Outro problema apontado pela área técnica do banco foi a não-transferência dos documentos referentes aos empréstimos para a Caixa, o que prejudica o controle dos contratos.
A cronologia das operações revela mais um detalhe estranho: a venda de parte da carteira de empréstimos é concretizada apenas três meses depois de o BMG ser autorizado por medida provisória a operar o crédito a aposentados e pensionistas do INSS com desconto em folha, em setembro de 2004. A MP já era considerada uma benesse do governo Lula ao BMG, que, ao lado do Banco Rural, teria providenciado R$ 55,2 milhões que alimentaram repasses do PT a políticos aliados, via "valerioduto".

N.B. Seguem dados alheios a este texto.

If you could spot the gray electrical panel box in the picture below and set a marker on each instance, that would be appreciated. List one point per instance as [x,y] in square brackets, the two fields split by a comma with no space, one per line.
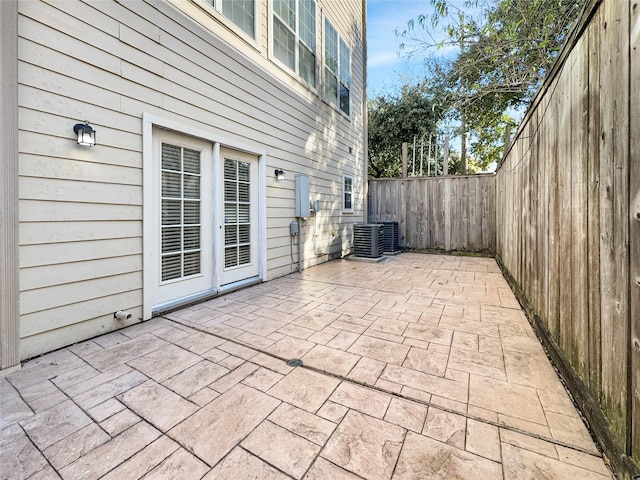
[302,196]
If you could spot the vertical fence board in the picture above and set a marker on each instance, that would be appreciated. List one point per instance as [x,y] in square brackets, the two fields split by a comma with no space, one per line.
[564,162]
[579,275]
[614,223]
[593,206]
[634,219]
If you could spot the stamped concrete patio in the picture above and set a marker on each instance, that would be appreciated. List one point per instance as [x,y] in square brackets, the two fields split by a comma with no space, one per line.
[423,366]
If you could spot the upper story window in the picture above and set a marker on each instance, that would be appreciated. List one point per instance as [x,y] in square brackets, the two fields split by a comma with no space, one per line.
[240,12]
[294,36]
[337,68]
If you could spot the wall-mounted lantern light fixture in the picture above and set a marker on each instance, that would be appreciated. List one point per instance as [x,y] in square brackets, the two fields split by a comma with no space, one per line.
[86,134]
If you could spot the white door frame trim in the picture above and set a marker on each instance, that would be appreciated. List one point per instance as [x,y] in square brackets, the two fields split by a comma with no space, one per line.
[149,121]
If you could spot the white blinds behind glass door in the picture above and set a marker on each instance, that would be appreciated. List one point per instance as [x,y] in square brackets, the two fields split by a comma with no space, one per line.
[180,222]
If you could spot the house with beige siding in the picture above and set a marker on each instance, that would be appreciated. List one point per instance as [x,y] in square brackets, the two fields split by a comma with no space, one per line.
[220,127]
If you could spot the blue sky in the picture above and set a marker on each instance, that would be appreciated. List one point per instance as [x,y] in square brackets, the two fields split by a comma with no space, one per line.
[386,69]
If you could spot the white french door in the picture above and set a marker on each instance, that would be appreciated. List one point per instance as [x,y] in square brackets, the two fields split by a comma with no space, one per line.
[238,242]
[183,218]
[203,219]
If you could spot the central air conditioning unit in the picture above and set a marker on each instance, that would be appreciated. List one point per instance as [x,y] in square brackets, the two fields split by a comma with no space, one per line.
[391,237]
[368,240]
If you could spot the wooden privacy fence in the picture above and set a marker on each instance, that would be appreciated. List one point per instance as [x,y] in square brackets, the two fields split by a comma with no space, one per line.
[568,221]
[453,213]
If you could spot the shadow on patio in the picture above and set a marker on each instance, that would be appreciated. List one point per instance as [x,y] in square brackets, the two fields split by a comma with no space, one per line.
[423,366]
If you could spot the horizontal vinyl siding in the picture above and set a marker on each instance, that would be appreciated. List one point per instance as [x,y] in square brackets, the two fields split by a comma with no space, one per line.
[107,62]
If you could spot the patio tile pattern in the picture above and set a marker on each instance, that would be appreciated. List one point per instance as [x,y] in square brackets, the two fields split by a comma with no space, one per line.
[421,366]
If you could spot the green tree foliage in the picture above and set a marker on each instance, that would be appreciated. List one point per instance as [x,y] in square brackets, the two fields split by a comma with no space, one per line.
[502,51]
[394,119]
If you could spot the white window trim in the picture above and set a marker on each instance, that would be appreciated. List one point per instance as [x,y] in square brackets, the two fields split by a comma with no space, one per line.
[279,63]
[149,121]
[335,104]
[216,13]
[344,177]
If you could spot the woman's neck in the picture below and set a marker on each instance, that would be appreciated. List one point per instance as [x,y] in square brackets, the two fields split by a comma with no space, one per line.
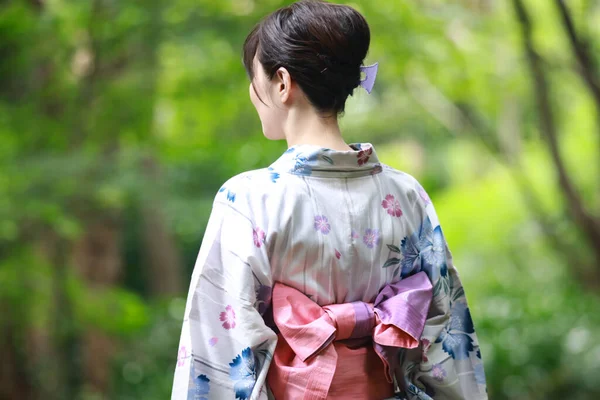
[305,126]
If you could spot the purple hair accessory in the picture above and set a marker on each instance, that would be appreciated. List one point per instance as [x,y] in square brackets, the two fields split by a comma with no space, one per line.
[371,73]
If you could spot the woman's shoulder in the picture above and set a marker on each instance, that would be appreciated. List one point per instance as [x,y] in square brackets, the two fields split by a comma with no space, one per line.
[249,187]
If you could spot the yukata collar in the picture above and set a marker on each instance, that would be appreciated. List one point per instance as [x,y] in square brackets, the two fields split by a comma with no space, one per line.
[311,160]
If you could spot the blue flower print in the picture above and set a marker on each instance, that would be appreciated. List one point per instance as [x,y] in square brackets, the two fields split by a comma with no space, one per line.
[424,250]
[456,339]
[199,386]
[371,238]
[243,372]
[302,165]
[411,257]
[230,194]
[432,247]
[274,175]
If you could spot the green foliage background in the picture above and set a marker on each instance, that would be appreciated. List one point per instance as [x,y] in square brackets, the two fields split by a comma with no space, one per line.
[90,91]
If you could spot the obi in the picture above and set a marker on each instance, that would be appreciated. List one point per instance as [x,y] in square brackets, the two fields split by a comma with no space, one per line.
[345,351]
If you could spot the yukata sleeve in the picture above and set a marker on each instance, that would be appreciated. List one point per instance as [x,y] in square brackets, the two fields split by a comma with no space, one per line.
[447,365]
[225,347]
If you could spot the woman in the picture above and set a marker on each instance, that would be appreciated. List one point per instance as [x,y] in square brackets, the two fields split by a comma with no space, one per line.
[325,275]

"A documentação revela que a CEF fechou às pressas um negócio de alto risco operacional", afirma nota técnica do gabinete do senador Álvaro Dias.

Lucro transferido
De acordo com a análise dos técnicos, a Caixa não teve propriamente um prejuízo nas operações com o BMG, mas a estatal teria deixado de lucrar R$ 350,1 milhões. O cálculo foi feito com base no lucro que a Caixa teria caso tivesse emprestado diretamente a aposentados e pensionistas pela mesma taxa cobrada pelo BMG (2,8% ao mês), em vez de comprar a carteira do banco mineiro.
"O lucro da Caixa foi de pelo menos a metade do que poderia ter sido. A Caixa deixou de ganhar para que alguém ganhasse", concluiu Álvaro Dias.
Outro detalhe: a Caixa já desembolsou R$ 1,09 bilhão, incluindo o ágio pago ao BMG, mas vai demorar três anos para cobrar os empréstimos dos aposentados e pensionistas. Ou seja, enquanto o BMG já lucrou R$ 209 milhões, a Caixa vai levar até 2008 para lucrar R$ 346 milhões.
De acordo com documentos apresentados por Valério, o BMG aparece ligado ao esquema de caixa dois do PT em 25 de fevereiro de 2003, menos de dois meses depois da posse do presidente Luiz Inácio Lula da Silva. Essa é a data do primeiro empréstimo de R$ 12 milhões à SMPB, uma das agências de Valério, que seria repassado a pessoas indicadas pelo ex-tesoureiro petista Delúbio Soares.
Dos quatro empréstimos concedidos às empresas do publicitário, o primeiro foi o único quitado. O BMG seria credor atualmente de cerca de R$ 50 milhões do esquema do caixa dois do PT. Os empréstimos não foram cobrados até o início das investigações.